If \(\vec a,\vec b,\vec c\) are three vectors such that \[ |\vec a|=a,\qquad |\vec b|=b,\qquad |\vec c|=c \] and each one of them is perpendicular to the sum of the other two, then \[ |\vec a+\vec b+\vec c| \] equals

• A. \(a+b+c\)
• B. \(a^2+b^2+c^2\)
• C. \(\sqrt{a^2+b^2+c^2}\)
• D. \(\sqrt{a+b+c}\)

Hint:

If vectors are mutually perpendicular, then \[ |\vec a+\vec b+\vec c|^2 = |\vec a|^2+|\vec b|^2+|\vec c|^2 \] since all cross-product terms vanish.

Answer 1

The Correct Option is C

Concept: Given \[ \vec a\perp(\vec b+\vec c), \qquad \vec b\perp(\vec c+\vec a), \qquad \vec c\perp(\vec a+\vec b) \] Use dot products to establish relationships among the vectors.

Step 1: Write the perpendicularity conditions. \[ \vec a\cdot(\vec b+\vec c)=0 \] \[ \vec b\cdot(\vec c+\vec a)=0 \] \[ \vec c\cdot(\vec a+\vec b)=0 \] Thus, \[ \vec a\cdot\vec b+\vec a\cdot\vec c=0 \] \[ \vec a\cdot\vec b+\vec b\cdot\vec c=0 \] \[ \vec a\cdot\vec c+\vec b\cdot\vec c=0 \]

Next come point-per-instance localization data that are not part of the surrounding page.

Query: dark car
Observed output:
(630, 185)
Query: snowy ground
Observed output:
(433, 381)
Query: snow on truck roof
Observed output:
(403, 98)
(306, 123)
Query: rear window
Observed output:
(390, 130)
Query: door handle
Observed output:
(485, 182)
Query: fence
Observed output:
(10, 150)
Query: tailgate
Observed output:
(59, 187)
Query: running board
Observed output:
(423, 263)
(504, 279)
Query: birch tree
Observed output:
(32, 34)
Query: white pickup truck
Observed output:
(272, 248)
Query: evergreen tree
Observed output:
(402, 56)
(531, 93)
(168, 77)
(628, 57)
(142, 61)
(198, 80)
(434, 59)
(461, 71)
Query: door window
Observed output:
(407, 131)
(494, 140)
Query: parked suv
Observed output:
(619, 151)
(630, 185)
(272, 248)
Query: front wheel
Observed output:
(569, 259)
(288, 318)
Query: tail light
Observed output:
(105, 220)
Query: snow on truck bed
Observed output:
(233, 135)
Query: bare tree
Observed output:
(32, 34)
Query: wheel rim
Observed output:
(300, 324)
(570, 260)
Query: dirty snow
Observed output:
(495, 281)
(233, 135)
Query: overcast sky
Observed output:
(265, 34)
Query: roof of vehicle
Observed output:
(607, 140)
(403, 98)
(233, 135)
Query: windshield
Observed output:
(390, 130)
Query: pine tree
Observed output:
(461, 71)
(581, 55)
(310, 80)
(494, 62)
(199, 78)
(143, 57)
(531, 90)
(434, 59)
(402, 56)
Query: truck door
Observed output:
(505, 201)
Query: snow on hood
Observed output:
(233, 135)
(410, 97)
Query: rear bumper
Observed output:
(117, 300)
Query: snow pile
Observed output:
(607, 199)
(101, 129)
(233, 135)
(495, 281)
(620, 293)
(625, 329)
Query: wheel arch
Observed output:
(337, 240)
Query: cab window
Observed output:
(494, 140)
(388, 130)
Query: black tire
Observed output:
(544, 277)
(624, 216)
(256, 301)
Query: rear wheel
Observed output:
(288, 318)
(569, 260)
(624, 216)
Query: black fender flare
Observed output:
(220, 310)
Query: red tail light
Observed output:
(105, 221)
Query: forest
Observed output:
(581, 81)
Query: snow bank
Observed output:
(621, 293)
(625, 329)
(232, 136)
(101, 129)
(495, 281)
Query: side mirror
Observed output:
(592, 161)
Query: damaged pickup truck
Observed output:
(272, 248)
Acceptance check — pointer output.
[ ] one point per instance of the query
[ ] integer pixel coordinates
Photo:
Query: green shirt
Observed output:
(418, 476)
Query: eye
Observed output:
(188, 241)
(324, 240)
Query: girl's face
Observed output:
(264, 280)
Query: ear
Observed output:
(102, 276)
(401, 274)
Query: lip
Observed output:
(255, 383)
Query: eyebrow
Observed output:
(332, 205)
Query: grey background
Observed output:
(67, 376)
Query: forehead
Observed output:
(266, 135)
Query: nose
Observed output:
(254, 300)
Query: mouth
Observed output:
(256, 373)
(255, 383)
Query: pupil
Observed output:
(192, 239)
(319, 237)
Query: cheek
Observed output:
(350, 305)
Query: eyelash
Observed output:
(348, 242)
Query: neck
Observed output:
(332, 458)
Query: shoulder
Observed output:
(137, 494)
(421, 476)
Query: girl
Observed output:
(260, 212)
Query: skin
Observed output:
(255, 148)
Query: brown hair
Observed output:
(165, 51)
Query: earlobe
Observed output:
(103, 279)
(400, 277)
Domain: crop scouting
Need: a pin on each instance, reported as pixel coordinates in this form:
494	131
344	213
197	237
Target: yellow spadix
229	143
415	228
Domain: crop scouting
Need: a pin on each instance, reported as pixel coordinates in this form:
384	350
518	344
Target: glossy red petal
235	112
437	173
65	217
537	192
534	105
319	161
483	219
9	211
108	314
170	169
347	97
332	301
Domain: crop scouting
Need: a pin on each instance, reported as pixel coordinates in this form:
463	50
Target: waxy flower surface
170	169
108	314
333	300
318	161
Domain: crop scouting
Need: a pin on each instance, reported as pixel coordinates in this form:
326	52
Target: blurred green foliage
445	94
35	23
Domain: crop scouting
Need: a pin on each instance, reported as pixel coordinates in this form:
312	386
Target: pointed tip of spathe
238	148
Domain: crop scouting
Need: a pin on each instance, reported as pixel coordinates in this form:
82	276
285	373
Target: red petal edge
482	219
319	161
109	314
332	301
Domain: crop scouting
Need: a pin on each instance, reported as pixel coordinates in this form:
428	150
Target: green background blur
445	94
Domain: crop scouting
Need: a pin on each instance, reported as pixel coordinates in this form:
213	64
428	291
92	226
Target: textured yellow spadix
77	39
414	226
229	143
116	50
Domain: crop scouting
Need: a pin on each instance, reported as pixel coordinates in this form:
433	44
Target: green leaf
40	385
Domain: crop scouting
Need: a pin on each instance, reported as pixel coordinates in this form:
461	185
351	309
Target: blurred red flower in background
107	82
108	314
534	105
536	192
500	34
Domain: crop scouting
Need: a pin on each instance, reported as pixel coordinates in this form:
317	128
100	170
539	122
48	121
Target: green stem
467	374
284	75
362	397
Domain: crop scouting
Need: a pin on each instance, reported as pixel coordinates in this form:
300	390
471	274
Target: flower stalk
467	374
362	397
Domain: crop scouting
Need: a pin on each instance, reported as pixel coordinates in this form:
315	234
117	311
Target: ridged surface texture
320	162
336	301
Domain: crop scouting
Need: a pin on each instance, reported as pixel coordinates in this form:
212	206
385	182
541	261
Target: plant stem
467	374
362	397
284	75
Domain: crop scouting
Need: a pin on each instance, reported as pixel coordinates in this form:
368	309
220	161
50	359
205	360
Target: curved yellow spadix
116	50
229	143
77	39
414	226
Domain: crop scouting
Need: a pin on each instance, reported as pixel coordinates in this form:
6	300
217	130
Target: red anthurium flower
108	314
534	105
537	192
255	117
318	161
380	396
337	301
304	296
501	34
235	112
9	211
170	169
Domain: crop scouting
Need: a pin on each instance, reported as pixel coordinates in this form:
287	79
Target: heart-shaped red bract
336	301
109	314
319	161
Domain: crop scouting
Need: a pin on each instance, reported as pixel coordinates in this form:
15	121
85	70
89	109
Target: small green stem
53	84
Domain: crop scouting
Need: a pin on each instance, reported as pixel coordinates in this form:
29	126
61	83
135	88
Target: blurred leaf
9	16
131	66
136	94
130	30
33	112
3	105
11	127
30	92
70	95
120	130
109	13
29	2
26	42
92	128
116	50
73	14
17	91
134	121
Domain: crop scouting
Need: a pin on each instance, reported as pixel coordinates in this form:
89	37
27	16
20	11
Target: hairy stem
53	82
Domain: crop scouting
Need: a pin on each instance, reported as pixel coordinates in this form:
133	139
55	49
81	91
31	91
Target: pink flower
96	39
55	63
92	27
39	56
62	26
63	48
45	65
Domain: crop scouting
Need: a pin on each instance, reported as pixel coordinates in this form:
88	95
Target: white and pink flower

Step 2: Solve these equations. Subtracting the first two equations, \[ \vec a\cdot\vec c = \vec b\cdot\vec c \] Using the third equation, \[ 2(\vec b\cdot\vec c)=0 \] Hence, \[ \vec b\cdot\vec c=0 \] Similarly, \[ \vec a\cdot\vec b=0, \qquad \vec a\cdot\vec c=0 \] Thus the three vectors are mutually perpendicular.

Step 3: Find the magnitude of the sum. \[\begin{aligned} |\vec a+\vec b+\vec c|^2 &= (\vec a+\vec b+\vec c)\cdot (\vec a+\vec b+\vec c) \\ &= a^2+b^2+c^2 \end{aligned}\] Therefore, \[ |\vec a+\vec b+\vec c| = \sqrt{a^2+b^2+c^2} \] \[\begin{aligned} \boxed{\sqrt{a^2+b^2+c^2}} \end{aligned}\] Hence, option \(\mathbf{(C)}\) is correct.